Headline of the Day: “Where In The World Was Gov. Cuomo In September And October?”
Colorful Councilman Peter Vallone officially launched his campaign for Queens Borough President, and with a huge campaign war chest, he’s all but guaranteed to make a splash. Of course, there’s another outspoken Italian-American pol already in the race, as well as a crowd of other contenders.

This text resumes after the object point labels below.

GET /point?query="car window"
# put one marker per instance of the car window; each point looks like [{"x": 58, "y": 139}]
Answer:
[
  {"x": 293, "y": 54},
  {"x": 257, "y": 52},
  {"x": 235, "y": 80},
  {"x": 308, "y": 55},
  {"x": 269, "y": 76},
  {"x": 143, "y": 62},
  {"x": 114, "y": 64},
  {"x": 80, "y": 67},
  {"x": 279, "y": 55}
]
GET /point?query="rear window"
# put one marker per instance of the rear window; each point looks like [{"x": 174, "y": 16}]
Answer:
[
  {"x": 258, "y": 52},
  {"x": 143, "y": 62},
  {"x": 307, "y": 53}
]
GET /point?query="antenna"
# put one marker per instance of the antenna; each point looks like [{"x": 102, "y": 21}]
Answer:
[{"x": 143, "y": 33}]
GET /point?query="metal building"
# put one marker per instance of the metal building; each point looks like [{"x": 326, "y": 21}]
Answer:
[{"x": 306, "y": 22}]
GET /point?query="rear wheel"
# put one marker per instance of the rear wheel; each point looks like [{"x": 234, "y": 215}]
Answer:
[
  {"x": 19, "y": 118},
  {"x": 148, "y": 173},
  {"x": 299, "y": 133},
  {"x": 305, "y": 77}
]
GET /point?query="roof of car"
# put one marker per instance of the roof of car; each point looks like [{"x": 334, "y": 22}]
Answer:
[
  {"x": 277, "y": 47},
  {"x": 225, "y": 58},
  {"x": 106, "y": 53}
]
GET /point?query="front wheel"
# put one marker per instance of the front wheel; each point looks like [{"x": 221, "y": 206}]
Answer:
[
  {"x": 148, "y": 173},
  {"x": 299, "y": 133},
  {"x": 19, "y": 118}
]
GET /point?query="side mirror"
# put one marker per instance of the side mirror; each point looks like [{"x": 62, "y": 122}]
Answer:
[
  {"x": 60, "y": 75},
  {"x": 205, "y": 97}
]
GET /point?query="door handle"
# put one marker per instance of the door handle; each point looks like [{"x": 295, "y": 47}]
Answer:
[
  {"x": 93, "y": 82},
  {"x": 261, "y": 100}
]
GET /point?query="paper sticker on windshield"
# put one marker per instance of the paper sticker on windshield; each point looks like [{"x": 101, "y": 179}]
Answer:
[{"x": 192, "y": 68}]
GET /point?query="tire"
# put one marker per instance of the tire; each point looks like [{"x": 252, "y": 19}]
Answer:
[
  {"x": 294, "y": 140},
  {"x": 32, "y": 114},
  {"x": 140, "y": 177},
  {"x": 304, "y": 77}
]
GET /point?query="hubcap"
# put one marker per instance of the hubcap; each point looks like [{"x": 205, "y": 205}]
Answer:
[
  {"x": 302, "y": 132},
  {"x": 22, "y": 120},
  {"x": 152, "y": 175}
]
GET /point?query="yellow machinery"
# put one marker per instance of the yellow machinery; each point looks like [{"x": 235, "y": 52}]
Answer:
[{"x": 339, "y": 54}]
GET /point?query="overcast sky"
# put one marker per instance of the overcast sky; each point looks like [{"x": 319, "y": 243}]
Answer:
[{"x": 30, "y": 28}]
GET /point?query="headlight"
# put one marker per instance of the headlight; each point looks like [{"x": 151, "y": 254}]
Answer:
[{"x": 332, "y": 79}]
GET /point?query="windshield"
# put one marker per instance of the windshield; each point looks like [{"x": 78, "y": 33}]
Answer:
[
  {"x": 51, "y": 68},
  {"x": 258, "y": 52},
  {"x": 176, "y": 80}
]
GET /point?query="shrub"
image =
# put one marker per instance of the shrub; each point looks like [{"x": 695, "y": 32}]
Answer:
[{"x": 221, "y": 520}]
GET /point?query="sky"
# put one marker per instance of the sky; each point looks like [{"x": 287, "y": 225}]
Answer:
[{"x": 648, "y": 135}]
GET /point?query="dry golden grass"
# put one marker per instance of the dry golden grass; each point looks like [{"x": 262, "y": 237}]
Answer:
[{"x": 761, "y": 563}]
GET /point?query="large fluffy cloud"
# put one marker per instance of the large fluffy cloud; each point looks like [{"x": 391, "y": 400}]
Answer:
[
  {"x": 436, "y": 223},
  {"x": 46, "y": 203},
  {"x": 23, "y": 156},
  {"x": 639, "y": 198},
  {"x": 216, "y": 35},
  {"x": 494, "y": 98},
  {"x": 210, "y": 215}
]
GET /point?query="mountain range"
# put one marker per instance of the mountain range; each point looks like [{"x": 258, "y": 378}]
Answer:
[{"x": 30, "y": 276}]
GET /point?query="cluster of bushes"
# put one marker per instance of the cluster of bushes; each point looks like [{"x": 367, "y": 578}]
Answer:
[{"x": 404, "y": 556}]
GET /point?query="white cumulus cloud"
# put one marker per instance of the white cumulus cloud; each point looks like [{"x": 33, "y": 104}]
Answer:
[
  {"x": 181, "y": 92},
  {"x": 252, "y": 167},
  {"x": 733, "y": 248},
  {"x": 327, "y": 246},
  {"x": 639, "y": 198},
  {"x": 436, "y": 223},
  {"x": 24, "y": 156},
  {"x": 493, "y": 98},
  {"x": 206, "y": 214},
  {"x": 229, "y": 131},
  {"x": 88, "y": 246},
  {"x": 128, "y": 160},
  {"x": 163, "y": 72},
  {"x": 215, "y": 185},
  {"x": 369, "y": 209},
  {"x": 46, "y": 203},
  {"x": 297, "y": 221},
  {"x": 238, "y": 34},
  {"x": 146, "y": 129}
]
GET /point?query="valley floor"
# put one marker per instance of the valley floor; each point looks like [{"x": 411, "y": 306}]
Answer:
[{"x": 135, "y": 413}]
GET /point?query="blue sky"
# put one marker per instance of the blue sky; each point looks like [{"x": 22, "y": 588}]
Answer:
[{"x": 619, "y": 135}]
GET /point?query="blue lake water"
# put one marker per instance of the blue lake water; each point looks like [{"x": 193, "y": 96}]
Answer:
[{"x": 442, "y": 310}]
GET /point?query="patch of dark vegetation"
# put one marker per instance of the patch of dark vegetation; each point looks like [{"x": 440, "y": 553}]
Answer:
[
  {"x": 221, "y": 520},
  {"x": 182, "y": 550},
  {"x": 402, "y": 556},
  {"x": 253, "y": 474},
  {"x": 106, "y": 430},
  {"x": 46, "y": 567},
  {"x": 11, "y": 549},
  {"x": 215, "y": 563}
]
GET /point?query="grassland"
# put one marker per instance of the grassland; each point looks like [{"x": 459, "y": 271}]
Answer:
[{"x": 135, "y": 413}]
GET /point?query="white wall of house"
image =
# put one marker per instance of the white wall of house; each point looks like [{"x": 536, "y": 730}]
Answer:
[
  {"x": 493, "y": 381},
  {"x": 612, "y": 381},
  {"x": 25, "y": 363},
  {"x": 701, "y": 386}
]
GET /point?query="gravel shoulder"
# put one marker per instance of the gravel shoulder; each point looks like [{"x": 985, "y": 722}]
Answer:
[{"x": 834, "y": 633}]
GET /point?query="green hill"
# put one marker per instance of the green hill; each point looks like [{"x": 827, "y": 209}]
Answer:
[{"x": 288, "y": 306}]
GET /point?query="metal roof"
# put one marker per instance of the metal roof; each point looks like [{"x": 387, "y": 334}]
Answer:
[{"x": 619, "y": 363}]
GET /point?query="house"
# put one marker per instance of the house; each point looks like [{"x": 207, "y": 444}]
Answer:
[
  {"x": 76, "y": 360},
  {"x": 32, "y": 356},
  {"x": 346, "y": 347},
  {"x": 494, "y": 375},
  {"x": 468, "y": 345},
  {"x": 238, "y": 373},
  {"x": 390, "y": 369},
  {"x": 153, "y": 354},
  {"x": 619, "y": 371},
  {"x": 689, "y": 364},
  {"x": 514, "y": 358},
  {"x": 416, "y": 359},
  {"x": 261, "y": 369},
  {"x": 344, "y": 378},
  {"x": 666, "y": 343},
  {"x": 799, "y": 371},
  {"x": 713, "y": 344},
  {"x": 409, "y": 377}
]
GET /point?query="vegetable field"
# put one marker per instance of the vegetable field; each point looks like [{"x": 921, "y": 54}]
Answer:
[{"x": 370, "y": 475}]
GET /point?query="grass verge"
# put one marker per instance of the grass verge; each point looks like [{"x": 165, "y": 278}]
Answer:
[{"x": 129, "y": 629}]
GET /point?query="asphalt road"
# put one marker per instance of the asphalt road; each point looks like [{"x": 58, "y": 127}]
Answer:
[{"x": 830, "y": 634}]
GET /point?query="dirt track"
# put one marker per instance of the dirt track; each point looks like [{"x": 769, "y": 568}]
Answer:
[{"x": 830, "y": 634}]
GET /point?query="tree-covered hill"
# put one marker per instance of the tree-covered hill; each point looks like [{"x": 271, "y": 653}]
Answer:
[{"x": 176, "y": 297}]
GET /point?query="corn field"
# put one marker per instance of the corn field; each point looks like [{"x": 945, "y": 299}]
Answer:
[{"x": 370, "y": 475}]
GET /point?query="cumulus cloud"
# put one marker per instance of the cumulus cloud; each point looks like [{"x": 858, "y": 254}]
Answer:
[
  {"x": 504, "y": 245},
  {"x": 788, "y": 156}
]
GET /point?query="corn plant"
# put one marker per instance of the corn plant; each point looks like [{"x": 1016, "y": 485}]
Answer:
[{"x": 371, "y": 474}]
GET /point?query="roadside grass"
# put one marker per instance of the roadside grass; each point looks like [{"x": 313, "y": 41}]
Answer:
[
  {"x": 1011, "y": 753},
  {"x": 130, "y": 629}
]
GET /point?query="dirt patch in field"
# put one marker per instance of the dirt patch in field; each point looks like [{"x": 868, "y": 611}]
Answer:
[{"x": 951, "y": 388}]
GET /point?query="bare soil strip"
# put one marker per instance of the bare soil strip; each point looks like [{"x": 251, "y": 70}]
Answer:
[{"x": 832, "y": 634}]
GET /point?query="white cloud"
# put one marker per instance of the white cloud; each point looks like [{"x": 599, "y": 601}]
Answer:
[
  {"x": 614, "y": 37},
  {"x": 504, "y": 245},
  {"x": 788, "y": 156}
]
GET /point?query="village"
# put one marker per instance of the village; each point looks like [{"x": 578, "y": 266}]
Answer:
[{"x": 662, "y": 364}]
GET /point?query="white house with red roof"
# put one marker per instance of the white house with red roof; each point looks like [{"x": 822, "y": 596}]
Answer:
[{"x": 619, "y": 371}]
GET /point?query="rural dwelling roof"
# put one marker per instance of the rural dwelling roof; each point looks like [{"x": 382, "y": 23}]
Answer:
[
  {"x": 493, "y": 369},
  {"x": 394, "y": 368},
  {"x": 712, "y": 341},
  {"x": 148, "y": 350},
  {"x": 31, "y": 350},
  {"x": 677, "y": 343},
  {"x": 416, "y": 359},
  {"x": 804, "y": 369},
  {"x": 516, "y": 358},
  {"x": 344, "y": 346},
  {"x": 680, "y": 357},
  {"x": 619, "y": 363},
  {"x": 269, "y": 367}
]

The New York Times‘ Jim Dwyer on the Democratic side of the aisle in the state senate:
“And in truth, on their best days, the Senate Democrats are bumblers. When they were in the majority, and faced an issue like same-sex marriage that nearly all of them support, it was a dead-solid cinch to fail. They had to wait until the Republicans took over for a bill to pass. The Democrats handle their causes like the quarterback of the Jets, Mark Sanchez, handles the football. He manages to bang into the backside of his own lineman instead of handing off the ball to a running back.”
While the Albany Times Union‘s Frank LeBrun doesn’t exactly hold back:
“In the meantime, though, the new arrangement has been described as four men in a room instead of three. Wrong. It will be two men, and two boys holding coats.”
Former Manhattan Borough President Virginia Fields, who previously appeared at a campaign event with current borough president candidate Julie Menin, formalized her endorsement yesterday. As the race involves heavy geographic diversity, Ms. Menin, a former lower Manhattan community board chair, is trying to build up her base Uptown, where rival candidate Councilman Robert Jackson calls home.
If a media titan like Rupert Murdoch can’t register as unaffiliated, despite multiple tries, what does that say about average New Yorkers? This is part of the argument the New York Daily News keeps making as they rail against the Independence Party.
NY1′s “Wise Guys,” Ed Koch, Eliot Spitzer and Al D’Amato, commented on a certain story surrounding Public Advocate Bill de Blasio.
Assemblyman Francisco Moya, who defeated former State Senator Hiram Monserrate after his expulsion from the upper chamber, released a statement reacting to Mr. Monserrate’s sentencing:
“With the sentencing of Hiram Monserrate today, we bring an end to a dark chapter in our community’s history. After Monserrate’s arrest, the people of Jackson Heights, Corona, and Elmhurst voted overwhelmingly to elect leaders with integrity who will move beyond the corruption and criminal activity of the past.”
“We are a unified team of elected officials, and we will continue to work together to address the urgent problems facing working families, and to restore confidence in the ability of government to get things done and deliver lasting results.”